ただ、残念なことに気づきによって広がる自分自身の世界を目の前にして、傷つくことを怖れ此処に留まるひとのどれほど多いことか。それを証左するような記事を偶然見つけた。
『遠ざかる尾崎の叫び 尾崎豊没後十五年若者は変わったか』
気づきに対しての直接的な内容ではないのだが、先日の朝日新聞にあの頃の若者と現代の若者とを、彼の歌に対しての印象や感想を通して比較した記事が掲載されていたのだ。
「僕が僕であるために」や「15の夜」など、当時の若者たちに圧倒的な支持を受けていた尾崎豊はある日、あっけなくこの世を去った。
あれから十五年…今では彼の歌は高校の倫理の教科書にも載るくらい、社会的に認知されるようになっている。
「社会への反抗」「社会への苛立ち」への表現と見られがちな彼の歌詞を、その典型として描かれた教育現場の先生たちが「実はこれらの歌は、自分自身と向き合い自分の生き方を模索し苦悩する姿なのだと」評価「自分と他者とのアイデンティティーの問題が内包されているのだ」と捉え、教科書への掲載を望んだ結果だという。
確かに単なる社会への反抗ならば、『卒業』に書かれている「人は誰も縛られたかよわき子羊ならば 先生あなたはかよわき大人の代弁者なのか」といった表現はしないだろう。
少なくともここにあるのは対立軸ではない、共に悩める存在として大人を見ていることに他ならないのである。

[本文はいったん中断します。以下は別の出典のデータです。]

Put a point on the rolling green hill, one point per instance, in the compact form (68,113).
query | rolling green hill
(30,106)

そこに彼の生きることへの戸惑いと内省への深い洞察が垣間見られ、あの時代を共に生きた若者たちが彼に共感し自分自身を投影したのだ。
が、そうした(教科書に載るという)事実とは裏腹に、肝心の若者たちからは共感を得られなくなっているのだという。
しかも、そうした若者が年々増えているそうである。
「周りに迷惑を掛けるのは間違い」「大人も子供のことを思っているのに反発するのはおかしい」etc。
「何とものわかりのよい若者たちだろう…いや、このものわかりのよさとは…一体これはどういうことなのか?」
正直、あまりにも素直で従順な彼らに私のほうが驚かされた。
なぜなら私たちの十代の頃は、社会の矛盾、大人たちの矛盾、そして自分たちが抱える矛盾に毎日毎日翻弄され自分はもしかして精神的におかしいのではないか、二重人格者なのではないかと真剣に悩んだものだった。
それは決して一部の若者ではなく、仲間みんなが抱える「社会や人間が抱える矛盾との闘いの日々」であったように思う。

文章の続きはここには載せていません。